Installed nvidia packages:
$ dpkg -l | grep nvidia
ii libnvidia-cfg1-470:amd64 470.57.02-0ubuntu0.18.04.1 amd64 NVIDIA binary OpenGL/GLX configuration library
ii libnvidia-common-470 470.57.02-0ubuntu0.18.04.1 all Shared files used by the NVIDIA libraries
ii libnvidia-compute-470:amd64 470.57.02-0ubuntu0.18.04.1 amd64 NVIDIA libcompute package
ii libnvidia-compute-470:i386 470.57.02-0ubuntu0.18.04.1 i386 NVIDIA libcompute package
ii libnvidia-decode-470:amd64 470.57.02-0ubuntu0.18.04.1 amd64 NVIDIA Video Decoding runtime libraries
ii libnvidia-decode-470:i386 470.57.02-0ubuntu0.18.04.1 i386 NVIDIA Video Decoding runtime libraries
ii libnvidia-encode-470:amd64 470.57.02-0ubuntu0.18.04.1 amd64 NVENC Video Encoding runtime library
ii libnvidia-encode-470:i386 470.57.02-0ubuntu0.18.04.1 i386 NVENC Video Encoding runtime library
ii libnvidia-extra-470:amd64 470.57.02-0ubuntu0.18.04.1 amd64 Extra libraries for the NVIDIA driver
ii libnvidia-fbc1-470:amd64 470.57.02-0ubuntu0.18.04.1 amd64 NVIDIA OpenGL-based Framebuffer Capture runtime library
ii libnvidia-fbc1-470:i386 470.57.02-0ubuntu0.18.04.1 i386 NVIDIA OpenGL-based Framebuffer Capture runtime library
ii libnvidia-gl-470:amd64 470.57.02-0ubuntu0.18.04.1 amd64 NVIDIA OpenGL/GLX/EGL/GLES GLVND libraries and Vulkan ICD
ii libnvidia-gl-470:i386 470.57.02-0ubuntu0.18.04.1 i386 NVIDIA OpenGL/GLX/EGL/GLES GLVND libraries and Vulkan ICD
ii libnvidia-ifr1-470:amd64 470.57.02-0ubuntu0.18.04.1 amd64 NVIDIA OpenGL-based Inband Frame Readback runtime library
ii libnvidia-ifr1-470:i386 470.57.02-0ubuntu0.18.04.1 i386 NVIDIA OpenGL-based Inband Frame Readback runtime library
ii nvidia-compute-utils-470 470.57.02-0ubuntu0.18.04.1 amd64 NVIDIA compute utilities
ii nvidia-dkms-470 470.57.02-0ubuntu0.18.04.1 amd64 NVIDIA DKMS package
ii nvidia-driver-470 470.57.02-0ubuntu0.18.04.1 amd64 NVIDIA driver metapackage
ii nvidia-kernel-common-470 470.57.02-0ubuntu0.18.04.1 amd64 Shared files used with the kernel module
ii nvidia-kernel-source-470 470.57.02-0ubuntu0.18.04.1 amd64 NVIDIA kernel source package
ii nvidia-prime 0.8.16~0.18.04.1 all Tools to enable NVIDIA's Prime
ii nvidia-settings 470.57.01-0ubuntu0.18.04.1 amd64 Tool for configuring the NVIDIA graphics driver
ii nvidia-utils-470 470.57.02-0ubuntu0.18.04.1 amd64 NVIDIA driver support binaries
ii xserver-xorg-video-nvidia-470 470.57.02-0ubuntu0.18.04.1 amd64 NVIDIA binary Xorg driver
Solution 1:
I had this GPU tested on a Windows system, which was able to display boot screen, login screen and desktop. However, the display artifacts persisted. Also, I suspect Windows was able to step down the resolution.
I came across this youtube video showing the same display artifacts and using NVidea MOD and MATS found the issue originated at one of the GPU VRAMs. Replacing the VRAM fixed the display issue.

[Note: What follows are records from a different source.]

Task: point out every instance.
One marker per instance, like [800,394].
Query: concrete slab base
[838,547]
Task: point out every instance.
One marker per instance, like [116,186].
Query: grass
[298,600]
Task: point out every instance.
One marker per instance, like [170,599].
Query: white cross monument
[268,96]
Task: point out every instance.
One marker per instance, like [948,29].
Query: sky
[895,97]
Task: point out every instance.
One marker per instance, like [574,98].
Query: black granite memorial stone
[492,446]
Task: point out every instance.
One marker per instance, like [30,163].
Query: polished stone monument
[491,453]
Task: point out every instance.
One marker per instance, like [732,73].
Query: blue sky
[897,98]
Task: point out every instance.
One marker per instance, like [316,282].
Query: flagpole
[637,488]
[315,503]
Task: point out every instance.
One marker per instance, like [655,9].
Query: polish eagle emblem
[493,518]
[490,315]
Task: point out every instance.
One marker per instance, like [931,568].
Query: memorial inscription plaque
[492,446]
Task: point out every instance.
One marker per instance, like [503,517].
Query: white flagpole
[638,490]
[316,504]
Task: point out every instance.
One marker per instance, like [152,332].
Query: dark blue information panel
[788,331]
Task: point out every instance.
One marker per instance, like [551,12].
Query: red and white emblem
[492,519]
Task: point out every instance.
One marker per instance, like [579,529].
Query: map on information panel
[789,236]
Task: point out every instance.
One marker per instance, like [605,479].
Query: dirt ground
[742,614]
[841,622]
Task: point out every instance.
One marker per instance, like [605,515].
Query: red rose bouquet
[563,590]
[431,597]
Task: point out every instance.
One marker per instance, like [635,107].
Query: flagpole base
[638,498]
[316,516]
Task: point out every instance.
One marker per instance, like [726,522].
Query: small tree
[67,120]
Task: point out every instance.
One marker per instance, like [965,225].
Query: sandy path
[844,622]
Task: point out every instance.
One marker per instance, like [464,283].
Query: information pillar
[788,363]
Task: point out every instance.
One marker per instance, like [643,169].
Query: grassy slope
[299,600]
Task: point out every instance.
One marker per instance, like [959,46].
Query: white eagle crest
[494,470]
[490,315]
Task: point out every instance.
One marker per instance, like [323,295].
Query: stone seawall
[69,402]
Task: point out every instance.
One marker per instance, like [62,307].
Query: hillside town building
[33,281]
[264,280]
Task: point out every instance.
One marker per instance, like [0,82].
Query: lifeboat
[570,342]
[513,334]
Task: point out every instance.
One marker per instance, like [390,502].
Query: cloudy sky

As this GPU has been well maintained, I wondered if the GPU display fault was due to faulty interconnects. I came across this other youtube video that showed that reheating the GPU board with a heat gun for 6 to 8 mins had a 10% success rate of fixing the GPU card. He recommended this treatment as a last resort. I heated the GPU side of the card with a heat gun for around 4 mins. Thereafter, I flipped the card over and heated it for another 2 mins or so. After the GPU card cooled down, I tested it and found that its functionality is restored. The reheating procedure fixed the GPU card. Earlier, the GPU card was cleaned but was not heated treated; that procedure alone did not fix the GPU.